Jest tylko jedna Drużyna A!
2010-06-11 15:30:1710 lat temu grupa komandosów została skazana przez sąd wojskowy za przestępstwo, którego nie popełnili. Wkrótce potem uciekli z więzienia o zaostrzonym rygorze do podziemi Los Angeles. Poszukiwani przez rząd utrzymują się do dzisiaj jako najemnicy. Jeżeli masz problem, nikt nie może ci pomóc i jesteś w stanie ich odnaleźć, możesz zwrócić się do... "Drużyny A"!

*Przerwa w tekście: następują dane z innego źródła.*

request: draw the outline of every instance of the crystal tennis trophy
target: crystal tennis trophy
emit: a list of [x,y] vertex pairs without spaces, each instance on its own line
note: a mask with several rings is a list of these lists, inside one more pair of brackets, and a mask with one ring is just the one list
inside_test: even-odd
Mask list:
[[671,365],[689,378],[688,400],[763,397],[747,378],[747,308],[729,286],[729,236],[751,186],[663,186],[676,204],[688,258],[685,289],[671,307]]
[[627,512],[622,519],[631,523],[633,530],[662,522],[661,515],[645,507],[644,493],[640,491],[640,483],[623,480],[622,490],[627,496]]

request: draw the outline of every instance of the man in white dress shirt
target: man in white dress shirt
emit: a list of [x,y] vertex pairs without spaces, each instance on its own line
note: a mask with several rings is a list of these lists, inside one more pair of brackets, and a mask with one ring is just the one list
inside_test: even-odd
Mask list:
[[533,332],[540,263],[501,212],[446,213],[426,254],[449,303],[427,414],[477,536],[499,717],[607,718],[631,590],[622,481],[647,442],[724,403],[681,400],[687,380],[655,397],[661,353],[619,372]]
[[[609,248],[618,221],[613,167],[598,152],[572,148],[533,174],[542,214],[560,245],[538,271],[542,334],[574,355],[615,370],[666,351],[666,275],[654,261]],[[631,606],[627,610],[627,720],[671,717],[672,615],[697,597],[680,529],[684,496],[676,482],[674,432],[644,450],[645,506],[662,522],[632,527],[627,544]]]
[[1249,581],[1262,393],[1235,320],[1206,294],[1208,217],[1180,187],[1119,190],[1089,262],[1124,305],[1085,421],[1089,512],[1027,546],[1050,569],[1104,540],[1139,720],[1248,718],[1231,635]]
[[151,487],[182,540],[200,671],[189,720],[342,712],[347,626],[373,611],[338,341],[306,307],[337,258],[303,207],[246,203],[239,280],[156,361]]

"Drużyna A" to bez wątpienia jeden z obowiązkowych punktów naszych wspomnień i rzeczorów z lat 90. Niektórzy nazywają go nawet "ikoną kultury masowej z łatwo rozpoznawalną czołówką, muzyką oraz bardzo charakterystycznymi, wyrazistymi głównymi bohaterami". Serial oglądał każdy, mimo że wszystkie odcinki miały tę samą fabułę. Ale nie o w tym chodziło, tylko o trudne do wytłumaczenia szefostwo gatunkowego miksu sensacji i komedii.
(Uwaga! Spoilery!)
Nasi bohaterowie na samym początku zazwyczaj dowiadują się, że jest sprawa do załatwienia. Drużyna jest jednak niepełna, bo Murdock znowu siedzi w psychiatryku, skąd trzeba go uwolnić. Potem okazuje się, że lecimy samolotem, więc trzeba uśpić Murzyna, bo nie lubi latać. Docieramy do osoby, która potrzebuje naszej pomocy, ale nie mamy broni. W składzie mamy jednak czterech MacGyverów, tylko że oni robią wszystko za pomocą palnika, podczas gdy Angus (kto pamiętał, że MacGyver miał tak na imię?) miał znacznie większe pole manewru! Hannibal następnie wymyśla plan i uzbrojeni podjeżdżamy swoim kultowym czarnym furgonem, aby rozprawić się z miejscowymi watażkami.
Po dwóch seriach nasze karabiny jak co odcinek się zacinają, ich karabiny także, więc plan Hannibala jak zwykle się udaje i sprawę trzeba załatwić za pomocą pięści. Przeciwnicy naszych bohaterów jednak tanio skórę sprzedają i są dla nich workiem treningowym. W międzyczasie okazuje się, że drużynę znowu dorwała amerykańska żandarmeria, więc trzeba zwiewać przed tymi upierdliwymi jeleniami, które znajdą człowieka nawet w miseczce z ryżem. W ostatniej chwili wszyscy wsiadamy do helikoptera, którego Buźka bierze nie wiadomo skąd, a Murdock nie wiadomo jak pilotuje. Samoloty wrogów roztrzaskują się o skały, ludzie wylatują w powietrze, ale nikt nie ginie, nie ma nawet krwi! Absurd niesamowity, ale jak to się wszystko oglądało!
O takie oto emocje dbała nasza fantastyczna czwórka:
John "Hannibal" Smith - przywódca grupy, spiritus movens wspaniałych akcji, które zawsze idą zgodnie z planem, co oznajmia z nieskrępowanym bananem na twarzy, a także nieodłącznym cygarem, które wprawiłoby swoją wielkością w kompleksy samego Fidela Castro. Do tego jego przebrania są tak pomysłowe, że nikt z jego przeciwników nie rozpozna go w przebiegającej obok nich jaszczurce.
Templeton "Buźka" Peck - przystojniak, który bodaj jako jedyny z całej paczki utrzymuje kontakty z kobietami. Jako niesłychanie tani drań wykorzystuje je jednak wyłącznie do swoich celów, głównie po to, aby załatwić wszystkie rzeczy niezbędne do powodzenia akcji. Jako się rzekło - mistrz logistyki!
Howlin P. Murdock - postać będącą protoplastą wygłupów Jima Carreya, charakteryzująca się dość niekonwencjonalnym poczuciem humoru, za małą czapką z daszkiem oraz prowadzeniem na smyczy nieistniejącego psa. Najlepszy pilot kiedykolwiek umieszczony w zakładzie dla czubków.
B.A. Baracus - fanatyk złotej biżuterii, której kilkanaście kilogramów co odcinek zwisa mu z klaty. Gdyby zegary kuchenne były ze złota, też by je nosił. Łączy w sobie siłę do przenoszenia ciężarów Pudziana i siłę ciosu Adamka. Ma fajnego irokeza, potężnego tricepsa, lubi mleko, nie lubi Murdocka.
Jak widać, takiego Dream Teamu po prostu nie da się zastąpić. Przy okazji, czy ktoś pamięta, co działo się w ostatnim odcinku?